Насилие и священное (Жирар) - страница 154

. Связь между предметом желания и насилием, которая здесь завязывается, может уже никогда не развязаться.

Фрейд тоже хочет показать, что первые взаимоотношения между ребенком и родителями в сфере желания оставляют неизгладимую печать, но подходит к этому совсем иначе, поскольку в конечном счете он устраняет миметические эффекты, потенциал которых сперва, при первом взгляде, его привлек. Как же он к этому подходит? Перечтем ключевую фразу из «Массовой психологии и анализа человеческого „Я“»:

Малыш замечает, что дорогу к матери ему преграждает отец; его идентификация с отцом принимает теперь враждебную окраску и делается идентичной с желанием заместить отца и у матери.

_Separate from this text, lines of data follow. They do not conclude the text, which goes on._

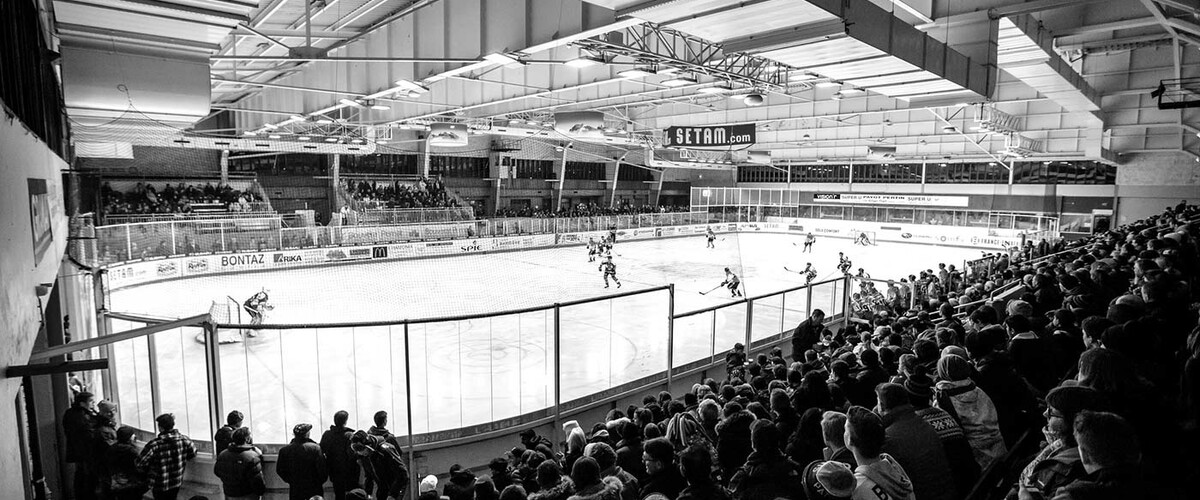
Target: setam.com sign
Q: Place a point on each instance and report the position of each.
(711, 137)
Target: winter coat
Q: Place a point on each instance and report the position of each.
(883, 480)
(954, 441)
(301, 465)
(563, 491)
(607, 489)
(385, 467)
(669, 482)
(918, 450)
(223, 438)
(733, 441)
(77, 426)
(341, 463)
(629, 457)
(705, 492)
(1014, 402)
(240, 470)
(768, 475)
(1055, 467)
(461, 486)
(973, 410)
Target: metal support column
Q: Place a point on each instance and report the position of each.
(670, 335)
(408, 410)
(749, 327)
(558, 373)
(213, 375)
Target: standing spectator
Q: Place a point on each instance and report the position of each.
(1059, 463)
(461, 485)
(606, 459)
(807, 335)
(165, 458)
(696, 467)
(915, 445)
(1111, 456)
(382, 464)
(879, 475)
(833, 433)
(102, 438)
(971, 407)
(223, 437)
(767, 473)
(588, 483)
(78, 422)
(958, 451)
(125, 482)
(342, 464)
(733, 438)
(552, 483)
(240, 468)
(663, 476)
(301, 465)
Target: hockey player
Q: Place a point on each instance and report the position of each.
(810, 273)
(732, 282)
(593, 248)
(609, 269)
(257, 306)
(844, 263)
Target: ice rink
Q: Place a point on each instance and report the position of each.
(477, 371)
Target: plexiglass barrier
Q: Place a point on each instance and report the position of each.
(438, 378)
(127, 242)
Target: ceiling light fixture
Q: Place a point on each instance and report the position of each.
(503, 60)
(637, 72)
(715, 89)
(585, 60)
(681, 80)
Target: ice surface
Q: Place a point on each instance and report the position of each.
(483, 369)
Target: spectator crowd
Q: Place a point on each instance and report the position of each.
(591, 210)
(425, 193)
(180, 198)
(1083, 383)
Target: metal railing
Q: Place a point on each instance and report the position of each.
(127, 242)
(540, 363)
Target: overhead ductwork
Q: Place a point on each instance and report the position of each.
(135, 71)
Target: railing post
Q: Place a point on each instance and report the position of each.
(670, 335)
(408, 403)
(558, 374)
(749, 326)
(213, 363)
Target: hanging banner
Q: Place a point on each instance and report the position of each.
(712, 137)
(892, 199)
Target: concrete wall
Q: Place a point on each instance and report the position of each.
(1150, 182)
(21, 269)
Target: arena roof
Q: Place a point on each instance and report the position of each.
(820, 79)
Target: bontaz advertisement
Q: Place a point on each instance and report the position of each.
(244, 260)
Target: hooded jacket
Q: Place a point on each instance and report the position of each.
(977, 415)
(883, 480)
(563, 491)
(767, 476)
(607, 489)
(240, 470)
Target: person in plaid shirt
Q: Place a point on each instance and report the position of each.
(165, 458)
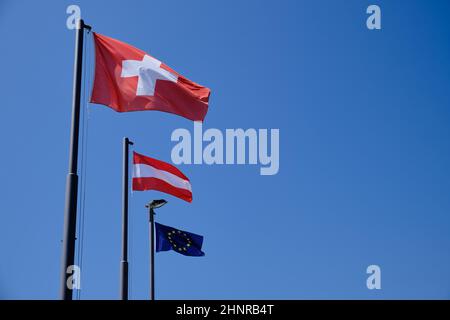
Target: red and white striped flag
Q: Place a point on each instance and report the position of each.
(152, 174)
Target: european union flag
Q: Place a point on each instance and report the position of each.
(186, 243)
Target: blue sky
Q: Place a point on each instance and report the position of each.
(364, 150)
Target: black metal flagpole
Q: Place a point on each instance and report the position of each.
(152, 252)
(124, 261)
(70, 209)
(151, 213)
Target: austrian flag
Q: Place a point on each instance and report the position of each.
(152, 174)
(128, 79)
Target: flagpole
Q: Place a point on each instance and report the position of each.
(124, 261)
(70, 209)
(151, 212)
(152, 252)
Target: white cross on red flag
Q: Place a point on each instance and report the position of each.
(128, 79)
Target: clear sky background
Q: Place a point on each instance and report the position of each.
(364, 150)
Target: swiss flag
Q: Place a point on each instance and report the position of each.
(128, 79)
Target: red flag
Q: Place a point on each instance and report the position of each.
(128, 79)
(152, 174)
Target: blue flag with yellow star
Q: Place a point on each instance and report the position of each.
(186, 243)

Если верить Фрейду, малыш безо всякого труда признает в отце соперника из традиционного водевиля, докучную помеху, terzo incommodo [третьего лишнего]. Но даже если соперничество было бы вызвано не имитацией отцовского желания, сын все равно остался бы слеп к тому, что речь идет только о соперничестве. Из повседневных наблюдений за такими чувствами, как зависть и ревность, ясно, что даже взрослым антагонистам практически никогда не удается возвести свой антагонизм к простому факту соперничества. Фрейд здесь приписывает маленькому ребенку проницательность не то что равную, а сильно превосходящую проницательность взрослых.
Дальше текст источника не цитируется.